Narrated by a man whose light skin enables him to "pass" for white, the novel describes a journey through the strata of black society at the turn of the century -- from a cigar factory in Jacksonville to an elite gambling club in New York, from genteel aristocrats to the musicians who hammered out the rhythms of ragtime. The Autobiography of an Ex-Coloured Man is a complex and moving examination of the question of race and an unsparing look at what it meant to forge an identity as a man in a culture that recognized nothing but color.
About the Author
James Weldon Johnson (1871-1938) was an American author, politician, diplomat, critic, journalist, poet, anthologist, educator, lawyer, songwriter, and early civil rights activist. James is remembered best for his leadership within the NAACP, as well as for his writing, which includes novels, poems, and collections of folklore. His most famous book is "The Autobiography of an Ex-Colored Man". He also published "The Book of American Negro Spirituals", "Black Manhattan", and "Negro Americans, What Now?" One of the first African American professors at New York University, James also served as a professor of creative literature and writing at Fisk University.

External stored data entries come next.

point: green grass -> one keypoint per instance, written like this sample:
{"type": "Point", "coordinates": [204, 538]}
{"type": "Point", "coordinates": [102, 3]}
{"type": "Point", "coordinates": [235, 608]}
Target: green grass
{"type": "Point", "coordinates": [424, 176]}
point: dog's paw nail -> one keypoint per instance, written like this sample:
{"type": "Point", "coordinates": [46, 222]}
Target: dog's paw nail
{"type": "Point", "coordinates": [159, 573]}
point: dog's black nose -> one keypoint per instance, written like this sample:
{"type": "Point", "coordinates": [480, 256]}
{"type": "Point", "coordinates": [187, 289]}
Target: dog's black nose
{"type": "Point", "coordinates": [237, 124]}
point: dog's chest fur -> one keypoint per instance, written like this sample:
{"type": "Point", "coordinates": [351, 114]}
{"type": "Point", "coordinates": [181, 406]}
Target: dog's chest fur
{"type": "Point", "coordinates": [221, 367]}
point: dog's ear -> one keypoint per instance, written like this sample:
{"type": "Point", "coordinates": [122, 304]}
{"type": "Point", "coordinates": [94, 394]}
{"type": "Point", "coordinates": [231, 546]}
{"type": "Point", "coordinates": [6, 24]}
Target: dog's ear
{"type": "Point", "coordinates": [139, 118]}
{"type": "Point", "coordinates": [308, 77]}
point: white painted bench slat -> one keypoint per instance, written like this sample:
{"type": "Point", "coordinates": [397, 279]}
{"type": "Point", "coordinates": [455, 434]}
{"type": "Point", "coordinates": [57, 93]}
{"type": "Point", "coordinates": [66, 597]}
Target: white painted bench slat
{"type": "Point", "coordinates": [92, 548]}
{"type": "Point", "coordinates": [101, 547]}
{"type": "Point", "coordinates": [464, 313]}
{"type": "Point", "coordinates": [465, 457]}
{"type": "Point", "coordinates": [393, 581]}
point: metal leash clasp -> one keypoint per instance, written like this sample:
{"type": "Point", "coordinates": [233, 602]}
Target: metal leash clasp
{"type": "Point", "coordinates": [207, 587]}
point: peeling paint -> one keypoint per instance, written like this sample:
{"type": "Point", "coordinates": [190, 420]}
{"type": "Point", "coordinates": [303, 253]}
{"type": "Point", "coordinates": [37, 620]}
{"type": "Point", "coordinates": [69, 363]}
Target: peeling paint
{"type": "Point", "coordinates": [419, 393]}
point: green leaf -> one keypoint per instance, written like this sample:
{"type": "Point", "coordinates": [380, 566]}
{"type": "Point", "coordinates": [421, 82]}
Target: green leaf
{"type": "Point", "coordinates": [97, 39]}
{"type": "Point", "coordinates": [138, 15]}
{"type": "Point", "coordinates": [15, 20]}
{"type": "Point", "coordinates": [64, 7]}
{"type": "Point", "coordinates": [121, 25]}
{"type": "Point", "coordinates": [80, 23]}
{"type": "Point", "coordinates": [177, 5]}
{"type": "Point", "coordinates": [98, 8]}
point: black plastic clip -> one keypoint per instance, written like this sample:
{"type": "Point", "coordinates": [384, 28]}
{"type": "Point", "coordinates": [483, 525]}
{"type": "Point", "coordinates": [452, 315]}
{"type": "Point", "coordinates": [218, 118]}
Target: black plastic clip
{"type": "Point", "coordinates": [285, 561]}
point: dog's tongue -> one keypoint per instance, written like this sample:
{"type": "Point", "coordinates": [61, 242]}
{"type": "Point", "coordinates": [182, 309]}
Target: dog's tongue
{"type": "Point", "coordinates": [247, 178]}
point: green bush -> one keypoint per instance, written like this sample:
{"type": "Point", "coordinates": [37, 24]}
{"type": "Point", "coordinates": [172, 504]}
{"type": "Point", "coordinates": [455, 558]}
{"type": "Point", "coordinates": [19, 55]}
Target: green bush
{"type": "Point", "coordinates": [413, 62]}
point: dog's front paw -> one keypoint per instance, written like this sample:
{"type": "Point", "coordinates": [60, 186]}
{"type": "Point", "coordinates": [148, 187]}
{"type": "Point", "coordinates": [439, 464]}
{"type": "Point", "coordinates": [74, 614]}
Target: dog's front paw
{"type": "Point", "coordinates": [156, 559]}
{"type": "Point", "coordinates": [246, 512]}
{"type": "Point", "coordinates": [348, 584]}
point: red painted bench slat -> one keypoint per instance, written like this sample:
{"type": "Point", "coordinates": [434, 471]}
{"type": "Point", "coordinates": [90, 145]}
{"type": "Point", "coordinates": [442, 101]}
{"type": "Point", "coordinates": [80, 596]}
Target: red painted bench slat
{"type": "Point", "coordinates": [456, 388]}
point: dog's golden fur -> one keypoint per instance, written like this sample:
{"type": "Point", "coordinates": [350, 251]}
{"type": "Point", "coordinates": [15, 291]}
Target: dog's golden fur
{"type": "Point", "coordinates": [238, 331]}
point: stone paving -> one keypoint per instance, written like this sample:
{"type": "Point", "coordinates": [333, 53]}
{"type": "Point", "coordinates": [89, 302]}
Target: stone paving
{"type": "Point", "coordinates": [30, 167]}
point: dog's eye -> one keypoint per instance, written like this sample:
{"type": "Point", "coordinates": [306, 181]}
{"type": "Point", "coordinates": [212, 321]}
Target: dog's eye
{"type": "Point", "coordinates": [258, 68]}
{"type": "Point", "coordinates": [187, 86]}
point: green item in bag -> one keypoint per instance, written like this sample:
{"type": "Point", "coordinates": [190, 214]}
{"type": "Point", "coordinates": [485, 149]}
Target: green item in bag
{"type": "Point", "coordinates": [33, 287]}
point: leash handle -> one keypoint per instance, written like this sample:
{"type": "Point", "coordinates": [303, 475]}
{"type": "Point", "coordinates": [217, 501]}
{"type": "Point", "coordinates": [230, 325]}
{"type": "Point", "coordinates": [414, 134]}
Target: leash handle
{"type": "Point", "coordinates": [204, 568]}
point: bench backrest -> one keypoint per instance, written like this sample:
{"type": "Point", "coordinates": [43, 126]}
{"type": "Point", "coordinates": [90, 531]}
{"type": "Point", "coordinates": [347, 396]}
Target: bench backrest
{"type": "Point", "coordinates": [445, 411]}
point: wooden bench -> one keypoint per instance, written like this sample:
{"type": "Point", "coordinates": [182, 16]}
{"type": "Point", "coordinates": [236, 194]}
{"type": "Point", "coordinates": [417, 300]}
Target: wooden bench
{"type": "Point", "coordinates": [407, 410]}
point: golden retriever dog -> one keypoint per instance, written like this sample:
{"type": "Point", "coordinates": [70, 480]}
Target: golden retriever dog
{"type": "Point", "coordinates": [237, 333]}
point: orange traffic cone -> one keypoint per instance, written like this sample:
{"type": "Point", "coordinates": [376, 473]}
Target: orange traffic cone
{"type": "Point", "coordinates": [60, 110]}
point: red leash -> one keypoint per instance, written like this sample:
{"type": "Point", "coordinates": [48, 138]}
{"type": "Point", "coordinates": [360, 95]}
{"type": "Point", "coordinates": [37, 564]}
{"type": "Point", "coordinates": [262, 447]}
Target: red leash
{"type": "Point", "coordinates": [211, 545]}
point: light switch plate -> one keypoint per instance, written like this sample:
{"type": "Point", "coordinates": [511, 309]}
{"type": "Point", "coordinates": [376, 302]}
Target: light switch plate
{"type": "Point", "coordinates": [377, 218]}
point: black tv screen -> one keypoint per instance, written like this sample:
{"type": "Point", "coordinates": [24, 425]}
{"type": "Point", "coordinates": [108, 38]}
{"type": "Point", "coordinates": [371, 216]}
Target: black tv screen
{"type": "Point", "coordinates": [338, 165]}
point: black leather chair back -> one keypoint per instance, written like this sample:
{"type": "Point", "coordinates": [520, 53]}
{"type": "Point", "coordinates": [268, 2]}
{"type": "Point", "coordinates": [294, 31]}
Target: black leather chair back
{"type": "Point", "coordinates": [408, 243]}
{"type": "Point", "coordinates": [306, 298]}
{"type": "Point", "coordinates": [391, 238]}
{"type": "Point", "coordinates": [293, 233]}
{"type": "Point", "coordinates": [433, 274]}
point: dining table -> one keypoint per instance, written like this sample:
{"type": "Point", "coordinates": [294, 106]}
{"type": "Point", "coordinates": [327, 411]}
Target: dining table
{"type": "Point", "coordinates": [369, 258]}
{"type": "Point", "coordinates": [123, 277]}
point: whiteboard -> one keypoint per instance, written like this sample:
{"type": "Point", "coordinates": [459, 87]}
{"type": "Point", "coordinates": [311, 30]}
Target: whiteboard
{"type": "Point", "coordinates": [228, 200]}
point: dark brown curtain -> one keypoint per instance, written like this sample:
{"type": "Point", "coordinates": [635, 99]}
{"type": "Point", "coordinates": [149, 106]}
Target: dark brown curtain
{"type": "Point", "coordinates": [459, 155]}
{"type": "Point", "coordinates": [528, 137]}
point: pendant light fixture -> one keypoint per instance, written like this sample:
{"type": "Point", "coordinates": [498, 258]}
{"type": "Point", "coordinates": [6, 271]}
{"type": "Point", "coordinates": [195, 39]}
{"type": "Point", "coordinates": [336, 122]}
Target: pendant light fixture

Henry Louis Gates, Jr. (Ph.D.Cambridge), is Alphonse Fletcher University Professor and Director of the W. E. B. Du Bois Institute for African and American Research, Harvard University. He is the author of Life Upon These Shores: Looking at African American History, 1513 2008; Black in Latin America; Tradition and the Black Atlantic: Critical Theory in the African Diaspora; Faces of America; Figures in Black: Words, Signs, and the Racial Self; The Signifying Monkey: A Theory of Afro-American Criticism; Loose Canons: Notes on the Culture Wars; Colored People: A Memoir; The Future of Race with Cornel West; Wonders of the African World; Thirteen Ways of Looking at a Black Man; and The Trials of Phillis Wheatley. His is also the writer, producer, and narrator of PBS documentaries Finding Your Roots; Black in Latin America; Faces of America; African American Lives 1 and 2; Looking for Lincoln; America Beyond the Color Line; and Wonders of the African World. He is the editor of African American National Biography with Evelyn Brooks Higginbotham, and The Dictionary of African Biography with Anthony Appiah; Encyclopedia Africana with Anthony Appiah; and The Bondwoman s Narrative by Hannah Crafts, as well as editor-in-chief of TheRoot.com.